Hembree responded with his signature swagger: “You want to do the mental thing, that’s fine. But like I said, I just want to be left alone. Let these people go ahead and have their show, sign the paper, and get me the hell back up to Raleigh, and I’ll be calm, cool, and cooperative.”
The judge said he wanted to be sure the process was fair.
The rest of that day was taken up by motions and mechanics.
When they returned after a weekend break, Hembree spoke again. This time, he lashed out at his defense team: “My attorneys have advised the state . . . [and] court numerous times that they couldn’t adequately prepare a defense for me. They have told me point-blank they have been ineffective in assisting me. Now . . . for the last six weeks . . . I have assisted constantly in my defense. I have been called upon to make decisions, competent decisions, or I should say they should be competent decisions based on information that I get. Now I found out yesterday there’s documents I haven’t gotten.... I may need [more time] in defense of my life.... I ask you to set aside the verdict based on ineffective assistance of counsel, and let’s start this thing over and do it right! That’s all I have.”

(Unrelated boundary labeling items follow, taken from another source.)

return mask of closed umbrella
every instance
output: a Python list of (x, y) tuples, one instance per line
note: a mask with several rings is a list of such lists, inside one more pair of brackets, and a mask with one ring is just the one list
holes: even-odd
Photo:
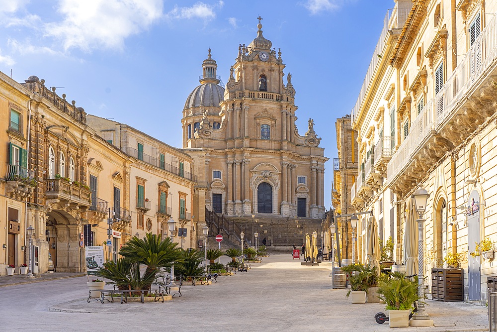
[(404, 264), (406, 264), (406, 274), (412, 275), (417, 274), (419, 264), (417, 259), (417, 241), (419, 237), (416, 227), (414, 199), (412, 197), (409, 199), (406, 213), (407, 219), (406, 220), (406, 231), (404, 232)]
[(311, 257), (311, 239), (309, 238), (309, 234), (306, 234), (306, 256), (304, 257), (304, 259), (307, 260), (307, 257)]
[(380, 275), (380, 244), (378, 243), (378, 223), (374, 216), (369, 217), (367, 229), (366, 250), (368, 262), (376, 267), (376, 273)]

Locke Bell stood and defended Rick Beam, noting, “Mr. Beam and I were first involved in a capital murder case in 1993. . . . Beam was with the district attorney’s office.... Since 1993, Mr. Beam and I have continued to try murder cases all over the western part of North Carolina. Mr. Beam, I know, has tried them in numerous counties and has done very well with them.... Mr. Beam, after leaving the DA’s office, defended many, many, many people charged with first-degree murder, capital cases. He has worked in federal court . . . [and] has always done a very professional job, as he has done here today.”